Poetry News

At Entropy: Jen Hofer Comments on Marjorie Perloff's Recent Public Remarks

Originally Published: December 21, 2015

In a piece titled "If You Hear Something Say Something, Or If You’re Not At The Table You’re On The Menu," at Entropy: Jen Hofer presents some transcribed remarks made by Marjorie Perloff at the end of a question-and answer-period during a recent festival in Denmark. As Hofer reports, in an attempt to defend Kenny Goldsmith's recent reading of Michael Brown's autopsy at Brown, Perloff said:

“I think the romanticization, where everybody kept calling him the poor child Michael Brown, and they constantly showed photographs of him in the media when he had been about 12 years old. That’s what they do. Many of the pictures you saw, he looks like a little kid, he was a 300-pound huge man. Scary. He was scary, I’m just saying, that way. So that things then turn out to be much more complicated. And so I don’t know what’s happened to poetry, or to poetic discourse, I shouldn’t say to poetry, but to poetic discourse, when we have all over Facebook these sentimental things about the poor sweet child and his poor family. Michael Brown himself had said ‘I wish I had a family.’ He didn’t even—he hadn’t seen his father in years, his mother was on crack, he didn’t have much of a family or much of a life.”

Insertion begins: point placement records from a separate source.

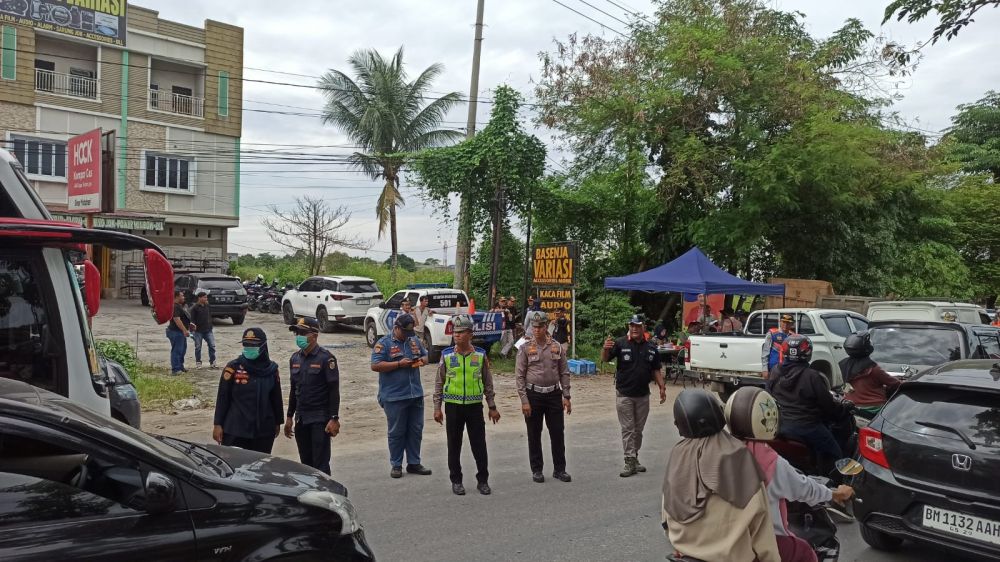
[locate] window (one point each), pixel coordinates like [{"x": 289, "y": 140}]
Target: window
[
  {"x": 838, "y": 324},
  {"x": 171, "y": 173},
  {"x": 29, "y": 346},
  {"x": 8, "y": 56},
  {"x": 40, "y": 157},
  {"x": 223, "y": 93},
  {"x": 916, "y": 345}
]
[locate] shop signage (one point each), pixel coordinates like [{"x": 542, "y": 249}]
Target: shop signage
[{"x": 97, "y": 20}]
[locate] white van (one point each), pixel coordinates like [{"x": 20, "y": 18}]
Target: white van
[
  {"x": 45, "y": 337},
  {"x": 928, "y": 311}
]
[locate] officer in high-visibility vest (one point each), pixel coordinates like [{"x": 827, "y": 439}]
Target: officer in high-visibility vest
[
  {"x": 463, "y": 380},
  {"x": 772, "y": 353}
]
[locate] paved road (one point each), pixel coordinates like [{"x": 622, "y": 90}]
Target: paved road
[{"x": 598, "y": 516}]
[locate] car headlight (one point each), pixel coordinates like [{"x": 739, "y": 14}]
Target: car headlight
[{"x": 336, "y": 503}]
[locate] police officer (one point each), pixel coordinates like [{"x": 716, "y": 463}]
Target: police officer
[
  {"x": 638, "y": 365},
  {"x": 314, "y": 401},
  {"x": 463, "y": 380},
  {"x": 397, "y": 358},
  {"x": 542, "y": 378},
  {"x": 248, "y": 405}
]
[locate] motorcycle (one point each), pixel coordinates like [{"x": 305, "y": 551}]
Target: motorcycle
[{"x": 811, "y": 523}]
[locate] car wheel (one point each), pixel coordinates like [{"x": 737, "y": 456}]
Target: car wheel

Hofer transcribed a three-minute section of the Q&A at the bottom of the piece. Importantly, she contextualizes it amid the complexity of her political and ethical responsibility, and with a familiar admission that she "[a]ll too often [doesn't] quite know how to speak." "I know that there was probably no one in that room ... who did not recognize Perloff’s comments as hideously racist. I know that few if any people in that room needed me to point out how deeply anti-Black her remarks were, how vile they were in their implication that perhaps Michael Brown deserved to die, or at the very least deserved to be objectified by Kenneth Goldsmith after his death." More:

I didn’t and don’t want this to be about me—or even, really, about Marjorie Perloff. I’m more interested in thinking about how structures of power and disempowerment function, and ways to resist those structures alongside kindred spirits and across difference. I know that no single instance of being outspoken in response to racism will end racism. I know it’s a lifelong process that takes place in all contexts, at all levels of volume, in a variety of ways. I know that no person should be defined by their worst moments or their most egregious missteps. I know that speaking out immediately when I heard Perloff’s hateful, fearful, predictable, unexamined, easy racism would not have been the last (nor the first) time I will be called to speak in that way. I know all this, and I know there are many reasons we are able or unable to speak in particular instances. And yet I feel that I should have said something in the moment. And that I cannot not say something now.

But I’m not writing this text to unburden myself (as if unburdening were possible). I’m writing it because I believe that public speech should be owned publicly.* If Perloff is going to fly halfway across the globe to articulate her defense of Kenneth Goldsmith’s “genius,” and is going to expose the racist underpinnings of her work in the process, I believe she needs to own those articulations and exposures wherever she goes. And I believe I need to own my articulations and my failures to articulate—hence this brief essay.

Read all of it at Entropy. And if you're not following Mongrel Coalition on Twitter, that will also be informative.

 

[Correction: We originally wrote Hofer presented a transcription of the entire Perloff talk. Hofer, in fact, transcribed only three minutes worth of the Q&A period. We've corrected our copy above to reflect this fact.]